La médecine fait des progrès constants, la durée de vie s’allonge, mais les maladies ne disparaissent pas. Les établissements doivent être dotés de plateaux techniques et de soignants en nombre suffisant.

Un regard extérieur


"Les familles doivent avoir un droit de regard sur l’accompagnement de leur parent et pouvoir s’exprimer sans crainte" poursuit la lettre. Joëlle Le Gall détaille, "dans les Conseils de Vie Sociale, tels qu’ils existent, les résidents n’ont pas très envie de se plaindre de peur des représailles, leurs familles se taisent aussi pour que leurs mots ne se retournent pas contre leur proche, les élus qui sont souvent membres des conseils de surveillance ne veulent pas de vagues. Il faut des contrôles, sinon on continuera à lire des livres comme Les Fossoyeurs ! "
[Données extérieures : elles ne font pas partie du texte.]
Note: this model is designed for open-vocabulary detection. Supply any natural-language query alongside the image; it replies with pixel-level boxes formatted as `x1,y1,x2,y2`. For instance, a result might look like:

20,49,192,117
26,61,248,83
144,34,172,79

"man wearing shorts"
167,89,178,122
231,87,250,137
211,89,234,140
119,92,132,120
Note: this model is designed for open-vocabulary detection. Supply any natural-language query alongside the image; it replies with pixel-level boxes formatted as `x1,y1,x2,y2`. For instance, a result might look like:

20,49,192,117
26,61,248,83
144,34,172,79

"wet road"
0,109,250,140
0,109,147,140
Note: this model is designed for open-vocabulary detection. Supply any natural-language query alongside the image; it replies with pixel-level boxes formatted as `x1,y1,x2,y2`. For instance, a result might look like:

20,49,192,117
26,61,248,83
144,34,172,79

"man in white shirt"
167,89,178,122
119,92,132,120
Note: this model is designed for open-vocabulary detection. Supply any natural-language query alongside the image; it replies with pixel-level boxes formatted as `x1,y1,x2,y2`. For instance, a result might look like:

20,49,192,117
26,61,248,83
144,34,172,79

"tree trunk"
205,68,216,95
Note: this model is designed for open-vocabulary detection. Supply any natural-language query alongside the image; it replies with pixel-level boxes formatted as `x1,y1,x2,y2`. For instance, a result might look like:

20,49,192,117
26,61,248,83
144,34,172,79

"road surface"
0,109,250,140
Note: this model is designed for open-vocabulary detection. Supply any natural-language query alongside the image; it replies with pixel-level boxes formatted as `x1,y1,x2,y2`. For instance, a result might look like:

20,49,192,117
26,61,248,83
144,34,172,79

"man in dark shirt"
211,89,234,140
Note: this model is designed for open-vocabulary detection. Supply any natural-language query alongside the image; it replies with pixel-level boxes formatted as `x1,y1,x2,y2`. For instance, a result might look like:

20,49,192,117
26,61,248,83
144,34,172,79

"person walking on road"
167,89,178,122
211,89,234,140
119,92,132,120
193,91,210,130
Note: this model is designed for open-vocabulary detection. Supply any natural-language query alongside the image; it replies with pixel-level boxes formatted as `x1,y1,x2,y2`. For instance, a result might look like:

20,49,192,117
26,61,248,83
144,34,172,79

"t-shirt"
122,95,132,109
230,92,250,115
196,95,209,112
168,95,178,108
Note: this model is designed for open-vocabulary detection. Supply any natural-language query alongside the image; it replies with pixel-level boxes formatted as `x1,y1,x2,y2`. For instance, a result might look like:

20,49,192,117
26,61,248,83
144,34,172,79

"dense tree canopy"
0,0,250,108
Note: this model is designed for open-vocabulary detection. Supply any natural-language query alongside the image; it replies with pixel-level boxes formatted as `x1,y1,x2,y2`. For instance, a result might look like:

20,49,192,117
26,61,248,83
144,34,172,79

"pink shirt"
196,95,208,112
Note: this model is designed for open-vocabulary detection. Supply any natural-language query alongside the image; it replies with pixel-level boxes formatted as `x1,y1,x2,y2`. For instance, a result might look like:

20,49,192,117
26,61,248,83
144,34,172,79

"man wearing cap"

Les personnes de deviennent pas des sous-citoyens le lendemain de leur soixantième anniversaire. Un citoyen doit rester un citoyen à part entière, de sa vie à sa mort.

Joëlle Le Gall,

présidente Bien Vieillir Ensemble en Bretagne

"Nous vous prions de croire à notre bonne volonté pour continuer à réformer notre système de santé" écrit Joëlle pour terminer sa lettre, et au téléphone, elle ajoute comme pour prévenir, "cela fait 15 ans que je me bats, et jusqu’au bout, je mettrai toute mon énergie pour changer le système."